Parce qu’il faut le dire : Dobeš a été sensationnel.
L’homme que plusieurs décrivaient comme « gassed out », brûlé, mentalement atteint après avoir été retiré du dernier match, a répondu exactement comme les grands gardiens répondent.
Par le silence.
Par des arrêts gigantesques.
Par du caractère.
Et surtout, par cette capacité incroyable à oublier l’humiliation pour rebondir quand tout le monde te croit fini.
Il l’avait dit lui-même : il allait répondre.
Il a répondu.
Mais évidemment, à Buffalo, on ne parle déjà plus seulement du hockey.
On parle d’arbitrage.
On parle de controverse.
On parle de complot.
Parce qu’immédiatement après l’élimination, les Sabres et leurs partisans ont commencé à exploser sur les réseaux sociaux concernant le fameux but refusé à Beck Malenstyn.
We have NO GOAL on this play as the whistle was blown before the goal ❌❌❌ pic.twitter.com/QX2xGOtjat
— B/R Open Ice (@BR_OpenIce) May 19, 2026
Selon plusieurs à Buffalo, le but (qui aurait été le but gagnant) n’aurait jamais dû être refusé.
Le problème?
L’arbitre avait déjà sifflé.
Plusieurs vont dire que le coup de sifflet est venu trop rapidement.
Mais à un moment donné, il faut aussi regarder l’autre côté de la médaille.
Parce que si Buffalo veut ouvrir le dossier arbitrage, les Canadiens de Montréal peuvent très facilement répondre.
On parle de la pénalité non appelée sur l’interférence contre Dobeš un peu plus tôt?
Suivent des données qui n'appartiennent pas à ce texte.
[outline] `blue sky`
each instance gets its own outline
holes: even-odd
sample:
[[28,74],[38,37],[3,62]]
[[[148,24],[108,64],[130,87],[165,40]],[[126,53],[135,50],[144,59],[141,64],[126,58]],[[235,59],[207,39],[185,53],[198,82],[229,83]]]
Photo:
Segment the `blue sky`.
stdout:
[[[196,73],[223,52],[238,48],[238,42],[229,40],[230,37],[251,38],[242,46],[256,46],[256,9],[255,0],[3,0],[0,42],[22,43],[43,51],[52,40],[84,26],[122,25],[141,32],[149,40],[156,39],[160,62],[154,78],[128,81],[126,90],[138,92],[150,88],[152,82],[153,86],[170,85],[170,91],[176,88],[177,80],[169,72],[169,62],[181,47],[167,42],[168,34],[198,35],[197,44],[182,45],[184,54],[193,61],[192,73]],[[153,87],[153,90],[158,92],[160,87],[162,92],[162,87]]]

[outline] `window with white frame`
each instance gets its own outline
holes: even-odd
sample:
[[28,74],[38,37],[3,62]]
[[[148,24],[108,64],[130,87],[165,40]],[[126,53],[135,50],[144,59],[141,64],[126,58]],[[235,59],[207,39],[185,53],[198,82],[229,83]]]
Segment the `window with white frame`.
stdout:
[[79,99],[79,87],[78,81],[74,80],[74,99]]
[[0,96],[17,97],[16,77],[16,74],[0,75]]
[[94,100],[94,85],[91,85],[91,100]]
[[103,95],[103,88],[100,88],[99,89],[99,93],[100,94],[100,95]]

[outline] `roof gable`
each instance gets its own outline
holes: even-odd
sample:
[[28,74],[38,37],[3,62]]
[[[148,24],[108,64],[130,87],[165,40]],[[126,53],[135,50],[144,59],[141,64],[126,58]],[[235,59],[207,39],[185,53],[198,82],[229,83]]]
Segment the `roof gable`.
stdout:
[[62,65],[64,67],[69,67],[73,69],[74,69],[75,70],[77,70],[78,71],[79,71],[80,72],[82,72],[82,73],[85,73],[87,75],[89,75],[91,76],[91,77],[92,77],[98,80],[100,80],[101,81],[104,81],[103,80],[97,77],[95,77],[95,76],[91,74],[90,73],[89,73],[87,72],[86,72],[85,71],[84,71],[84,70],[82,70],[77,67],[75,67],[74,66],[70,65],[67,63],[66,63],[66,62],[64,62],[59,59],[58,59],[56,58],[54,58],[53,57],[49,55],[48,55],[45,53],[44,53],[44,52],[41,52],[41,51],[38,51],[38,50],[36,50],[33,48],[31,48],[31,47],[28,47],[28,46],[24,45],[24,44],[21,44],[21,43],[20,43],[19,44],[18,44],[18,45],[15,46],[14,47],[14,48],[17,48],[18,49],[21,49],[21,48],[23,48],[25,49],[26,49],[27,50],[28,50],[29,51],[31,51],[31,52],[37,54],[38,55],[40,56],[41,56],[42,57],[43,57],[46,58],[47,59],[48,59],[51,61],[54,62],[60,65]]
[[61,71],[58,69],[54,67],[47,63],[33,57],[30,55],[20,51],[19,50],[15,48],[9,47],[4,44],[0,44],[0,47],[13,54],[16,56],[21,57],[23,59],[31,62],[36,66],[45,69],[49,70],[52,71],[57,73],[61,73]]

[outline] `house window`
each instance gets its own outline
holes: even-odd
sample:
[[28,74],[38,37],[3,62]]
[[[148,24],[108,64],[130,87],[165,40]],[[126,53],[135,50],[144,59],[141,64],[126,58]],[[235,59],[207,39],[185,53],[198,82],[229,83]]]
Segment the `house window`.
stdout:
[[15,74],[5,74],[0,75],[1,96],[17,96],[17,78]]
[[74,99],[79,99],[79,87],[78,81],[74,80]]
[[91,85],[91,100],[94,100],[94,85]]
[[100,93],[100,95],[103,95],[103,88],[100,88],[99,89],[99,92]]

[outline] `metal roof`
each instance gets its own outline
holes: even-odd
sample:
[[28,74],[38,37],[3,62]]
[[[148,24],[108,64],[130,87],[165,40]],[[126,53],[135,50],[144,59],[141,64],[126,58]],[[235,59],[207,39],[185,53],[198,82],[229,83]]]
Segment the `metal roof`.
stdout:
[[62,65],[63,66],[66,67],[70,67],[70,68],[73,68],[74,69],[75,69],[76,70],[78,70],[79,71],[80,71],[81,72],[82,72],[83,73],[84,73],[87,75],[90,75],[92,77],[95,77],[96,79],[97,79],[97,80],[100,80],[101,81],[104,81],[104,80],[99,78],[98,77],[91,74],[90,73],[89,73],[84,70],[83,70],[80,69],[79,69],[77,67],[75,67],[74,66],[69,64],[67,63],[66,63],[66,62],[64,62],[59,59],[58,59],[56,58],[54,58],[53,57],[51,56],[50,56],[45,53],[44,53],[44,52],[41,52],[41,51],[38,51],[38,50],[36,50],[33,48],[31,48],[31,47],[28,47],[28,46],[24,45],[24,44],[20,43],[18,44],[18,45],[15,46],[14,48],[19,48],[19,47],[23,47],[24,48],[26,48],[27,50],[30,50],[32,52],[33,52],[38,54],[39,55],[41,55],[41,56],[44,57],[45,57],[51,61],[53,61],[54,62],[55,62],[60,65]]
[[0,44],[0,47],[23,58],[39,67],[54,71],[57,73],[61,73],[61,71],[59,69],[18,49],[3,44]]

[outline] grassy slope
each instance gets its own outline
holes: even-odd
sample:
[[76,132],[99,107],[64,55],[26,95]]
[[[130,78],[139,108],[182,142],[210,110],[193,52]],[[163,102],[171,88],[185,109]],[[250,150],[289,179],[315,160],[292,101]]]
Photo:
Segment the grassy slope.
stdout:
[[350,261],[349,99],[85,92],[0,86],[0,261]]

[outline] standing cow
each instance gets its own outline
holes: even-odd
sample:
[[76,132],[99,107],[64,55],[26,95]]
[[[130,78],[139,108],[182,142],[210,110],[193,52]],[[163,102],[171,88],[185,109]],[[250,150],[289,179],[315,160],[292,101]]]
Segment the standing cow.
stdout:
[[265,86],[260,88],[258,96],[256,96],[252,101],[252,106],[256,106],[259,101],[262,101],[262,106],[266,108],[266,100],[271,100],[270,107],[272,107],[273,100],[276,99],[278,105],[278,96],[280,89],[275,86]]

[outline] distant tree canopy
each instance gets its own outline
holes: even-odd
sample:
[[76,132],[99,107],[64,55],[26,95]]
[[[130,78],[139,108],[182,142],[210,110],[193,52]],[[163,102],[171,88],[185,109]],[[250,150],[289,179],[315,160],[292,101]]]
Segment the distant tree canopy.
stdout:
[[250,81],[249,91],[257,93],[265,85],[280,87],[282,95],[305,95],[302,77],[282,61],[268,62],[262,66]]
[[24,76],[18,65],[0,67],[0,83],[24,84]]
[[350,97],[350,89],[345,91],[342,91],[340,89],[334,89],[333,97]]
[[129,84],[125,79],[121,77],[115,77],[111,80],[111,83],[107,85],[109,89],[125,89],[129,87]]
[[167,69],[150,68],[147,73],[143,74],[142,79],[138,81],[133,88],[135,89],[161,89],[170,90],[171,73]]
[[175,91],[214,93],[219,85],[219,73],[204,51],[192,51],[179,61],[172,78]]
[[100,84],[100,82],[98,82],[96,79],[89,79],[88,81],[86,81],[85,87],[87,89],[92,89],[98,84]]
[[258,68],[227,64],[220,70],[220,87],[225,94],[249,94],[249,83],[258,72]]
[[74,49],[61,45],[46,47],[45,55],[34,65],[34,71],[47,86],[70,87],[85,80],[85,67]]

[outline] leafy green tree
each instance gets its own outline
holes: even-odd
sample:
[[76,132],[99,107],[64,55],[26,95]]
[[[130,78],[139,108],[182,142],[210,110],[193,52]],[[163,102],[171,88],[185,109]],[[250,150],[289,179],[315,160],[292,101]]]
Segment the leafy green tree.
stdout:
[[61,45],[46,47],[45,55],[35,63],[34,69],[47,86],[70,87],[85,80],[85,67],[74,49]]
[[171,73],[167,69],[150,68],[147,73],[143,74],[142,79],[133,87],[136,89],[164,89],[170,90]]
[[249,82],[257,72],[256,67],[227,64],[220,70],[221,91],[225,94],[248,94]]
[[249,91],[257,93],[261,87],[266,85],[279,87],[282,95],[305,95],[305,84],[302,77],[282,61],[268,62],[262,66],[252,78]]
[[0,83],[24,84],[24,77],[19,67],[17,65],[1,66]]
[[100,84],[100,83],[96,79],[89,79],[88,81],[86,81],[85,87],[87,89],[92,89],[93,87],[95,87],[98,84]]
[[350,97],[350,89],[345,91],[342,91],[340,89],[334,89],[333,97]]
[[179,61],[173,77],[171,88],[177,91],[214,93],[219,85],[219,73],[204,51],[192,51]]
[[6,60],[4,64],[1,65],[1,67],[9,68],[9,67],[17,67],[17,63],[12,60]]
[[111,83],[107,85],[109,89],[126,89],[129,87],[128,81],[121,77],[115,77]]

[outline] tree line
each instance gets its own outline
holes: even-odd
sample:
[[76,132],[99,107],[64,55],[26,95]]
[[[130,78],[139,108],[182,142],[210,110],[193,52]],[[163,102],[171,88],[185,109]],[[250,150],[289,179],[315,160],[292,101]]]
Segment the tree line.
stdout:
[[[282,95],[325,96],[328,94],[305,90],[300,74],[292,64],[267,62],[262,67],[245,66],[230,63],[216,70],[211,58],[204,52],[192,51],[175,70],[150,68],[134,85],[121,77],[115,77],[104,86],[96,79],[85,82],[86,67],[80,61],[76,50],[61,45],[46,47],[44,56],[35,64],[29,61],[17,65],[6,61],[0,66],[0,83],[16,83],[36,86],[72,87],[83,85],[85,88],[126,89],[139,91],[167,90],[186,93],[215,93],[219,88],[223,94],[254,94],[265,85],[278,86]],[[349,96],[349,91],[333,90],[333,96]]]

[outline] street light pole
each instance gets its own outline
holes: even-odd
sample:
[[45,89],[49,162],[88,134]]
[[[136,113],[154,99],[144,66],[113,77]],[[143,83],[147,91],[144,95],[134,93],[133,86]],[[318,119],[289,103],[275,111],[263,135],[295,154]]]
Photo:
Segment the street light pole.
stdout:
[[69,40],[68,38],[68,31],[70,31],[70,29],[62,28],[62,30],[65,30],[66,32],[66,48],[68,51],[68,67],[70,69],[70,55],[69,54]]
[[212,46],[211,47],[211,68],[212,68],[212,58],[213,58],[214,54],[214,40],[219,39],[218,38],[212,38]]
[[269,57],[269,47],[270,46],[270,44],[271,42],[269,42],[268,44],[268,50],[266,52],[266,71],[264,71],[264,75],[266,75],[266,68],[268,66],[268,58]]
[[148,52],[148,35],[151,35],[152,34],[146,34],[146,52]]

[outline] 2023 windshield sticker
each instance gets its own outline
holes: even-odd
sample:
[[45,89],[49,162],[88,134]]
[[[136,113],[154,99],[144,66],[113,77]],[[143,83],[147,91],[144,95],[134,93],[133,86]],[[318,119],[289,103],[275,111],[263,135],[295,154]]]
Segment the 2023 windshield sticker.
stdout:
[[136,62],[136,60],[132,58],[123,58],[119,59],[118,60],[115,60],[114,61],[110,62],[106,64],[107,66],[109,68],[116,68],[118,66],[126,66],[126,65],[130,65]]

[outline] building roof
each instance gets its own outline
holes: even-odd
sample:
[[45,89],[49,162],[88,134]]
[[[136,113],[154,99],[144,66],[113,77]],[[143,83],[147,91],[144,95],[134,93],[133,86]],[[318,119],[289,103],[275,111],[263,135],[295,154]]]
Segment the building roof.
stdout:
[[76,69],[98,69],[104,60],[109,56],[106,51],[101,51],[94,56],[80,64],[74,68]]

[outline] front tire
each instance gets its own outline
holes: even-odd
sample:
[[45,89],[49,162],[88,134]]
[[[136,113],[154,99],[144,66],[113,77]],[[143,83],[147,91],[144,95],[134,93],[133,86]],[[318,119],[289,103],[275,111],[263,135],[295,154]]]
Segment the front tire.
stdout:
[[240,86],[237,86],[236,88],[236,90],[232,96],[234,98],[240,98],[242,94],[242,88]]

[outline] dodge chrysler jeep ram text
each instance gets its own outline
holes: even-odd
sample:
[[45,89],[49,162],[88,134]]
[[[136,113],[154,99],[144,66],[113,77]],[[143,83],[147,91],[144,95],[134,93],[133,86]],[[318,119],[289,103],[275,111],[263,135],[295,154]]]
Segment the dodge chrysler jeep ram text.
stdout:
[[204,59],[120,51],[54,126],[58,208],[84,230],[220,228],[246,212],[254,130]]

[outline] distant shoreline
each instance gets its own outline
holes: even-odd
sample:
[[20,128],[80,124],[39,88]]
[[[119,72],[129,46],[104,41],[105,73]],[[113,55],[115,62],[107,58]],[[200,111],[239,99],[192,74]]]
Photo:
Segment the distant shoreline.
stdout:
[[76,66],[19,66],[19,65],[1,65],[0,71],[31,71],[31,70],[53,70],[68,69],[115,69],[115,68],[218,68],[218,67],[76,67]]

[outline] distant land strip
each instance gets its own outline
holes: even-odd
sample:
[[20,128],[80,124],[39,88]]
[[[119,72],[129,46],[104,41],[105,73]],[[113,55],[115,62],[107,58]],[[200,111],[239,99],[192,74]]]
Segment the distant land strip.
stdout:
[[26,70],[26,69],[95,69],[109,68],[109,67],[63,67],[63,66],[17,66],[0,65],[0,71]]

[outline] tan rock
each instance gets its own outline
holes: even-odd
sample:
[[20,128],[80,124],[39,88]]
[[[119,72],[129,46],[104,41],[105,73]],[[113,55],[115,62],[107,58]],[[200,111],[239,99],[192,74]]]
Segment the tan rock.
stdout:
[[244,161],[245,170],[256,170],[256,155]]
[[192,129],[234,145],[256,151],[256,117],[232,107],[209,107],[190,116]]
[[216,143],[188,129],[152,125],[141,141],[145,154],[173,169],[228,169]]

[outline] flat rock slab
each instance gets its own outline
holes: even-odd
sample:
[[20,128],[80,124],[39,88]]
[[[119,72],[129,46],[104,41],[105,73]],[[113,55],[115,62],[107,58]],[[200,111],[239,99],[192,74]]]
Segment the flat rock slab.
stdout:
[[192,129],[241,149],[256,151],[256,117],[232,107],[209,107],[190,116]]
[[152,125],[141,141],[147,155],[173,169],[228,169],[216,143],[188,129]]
Jason Zucker ran right through Jakub Dobes in his crease 😳 pic.twitter.com/sen96JVLPI
— Gino Hard (@GinoHard_) May 19, 2026
On parle du fait que les Sabres ont créé l'égalité sur le jeu d'après?
THE CAPTAIN RASMUS DAHLIN TIES IT UP FOR BUFFALO IN THE THIRD PERIOD 🔥
— ESPN (@espn) May 19, 2026
Tune in NOW for Game 7 of Canadiens-Sabres on ESPN and the ESPN App 🍿 pic.twitter.com/Um5vbwfsk4
Les Sabres vont aussi parler du fameux but controversé de Phil Danault dont Buffalo pleure encore car pour eux, il l'a "kické" intentionnellement.
This angle makes the Danault goal interesting.
— Carson Hayek (@CarsonHayek) May 19, 2026
Can see why #Sabres Lindy Ruff was frustrated. Regardless, have to keep pushing! #Sabrehood @CrossSwordsPod pic.twitter.com/hr1C0qWFoL
Au final, le hockey fonctionne souvent comme ça.
Du donnant-donnant.
Un coup de sifflet favorable ici.
Une non-punition là.
Une décision frustrante de chaque côté.
Mais les grandes équipes trouvent quand même une façon de gagner.
Et c’est exactement ce que les Canadiens de Montréal viennent de faire.
Buffalo peut pleurnicher autant qu’elle veut.
Lindy Ruff peut probablement transformer ce match en séance de braillage anti-arbitres.
Mais la réalité est simple.
Le match est terminé. La série est terminée.
Les Sabres s’en vont au golf.
Et les Canadiens de Montréal?
Ils prennent l’avion vers la Caroline.
Grâce à Alex Newhook.
Grâce à Jakub Dobeš.
Et grâce à un groupe qui refuse de mourir quand tout le monde pense que c’est fini.